Separuh dari Anggota Geng Bersenjata di Haiti adalah Anak-anak

Sejumlah warga pergi meninggalkan tempat tinggal mereka dengan membawa barang bawaan masing-masing menyusul serangan geng bersenjata ke salah satu wilayah di Port-au-Prince, Haiti, pada 19 November 2024. (Foto: Reuters/Ralph Tedy Erol)

J5NEWSROOM.COM, Kepala badan urusan anak-anak Perserikatan Bangsa-Bangsa (UNICEF) menyatakan pada hari Senin (2/12) bahwa sekitar separuh dari seluruh anggota geng bersenjata di Haiti adalah anak-anak. Ia mendesak perlindungan yang lebih baik bagi mereka.

Direktur Eksekutif UNICEF, Catherine Russell, dalam sebuah pertemuan PBB tentang situasi anak-anak di Haiti, mengatakan, “Kami memperkirakan bahwa hingga 50% anggota kelompok bersenjata adalah anak-anak, sementara jumlah total anak-anak yang direkrut oleh geng-geng bersenjata telah melonjak hingga 70% selama setahun terakhir.” Ia menjelaskan bahwa anak-anak digunakan sebagai informan, juru masak, budak seks, dan dipaksa melakukan kekerasan.

Russell juga menyatakan bahwa geng-geng tersebut secara teratur membunuh dan melukai anak-anak, serta mencatatkan lonjakan kekerasan seksual terhadap anak-anak yang dilaporkan meningkat 1.000% tahun ini.
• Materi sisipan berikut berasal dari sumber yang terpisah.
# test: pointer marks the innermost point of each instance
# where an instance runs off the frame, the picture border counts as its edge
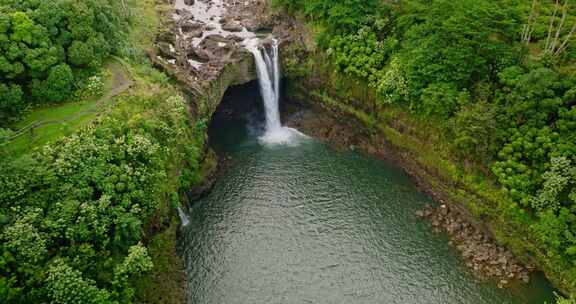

Haiti telah dilanda ketidakstabilan sejak pembunuhan Presiden Jovenel Moise pada 2021, dengan geng-geng bersenjata menguasai hingga 85% wilayah ibu kota Port-au-Prince dan memperluas kekuasaannya ke daerah-daerah lain. Kekerasan ini telah memicu krisis kemanusiaan parah, mengakibatkan lebih dari 700.000 orang mengungsi, sekitar setengahnya adalah anak-anak. Sekitar 5,4 juta orang di Haiti kini menghadapi kelaparan akut, dengan program Pangan Dunia (WFP) menyebutkan bahwa kondisi tersebut sangat buruk di tempat penampungan pengungsi di Port-au-Prince. Anak-anak sangat rentan, dengan sekitar 125.000 di antaranya diperkirakan mengalami kekurangan gizi akut.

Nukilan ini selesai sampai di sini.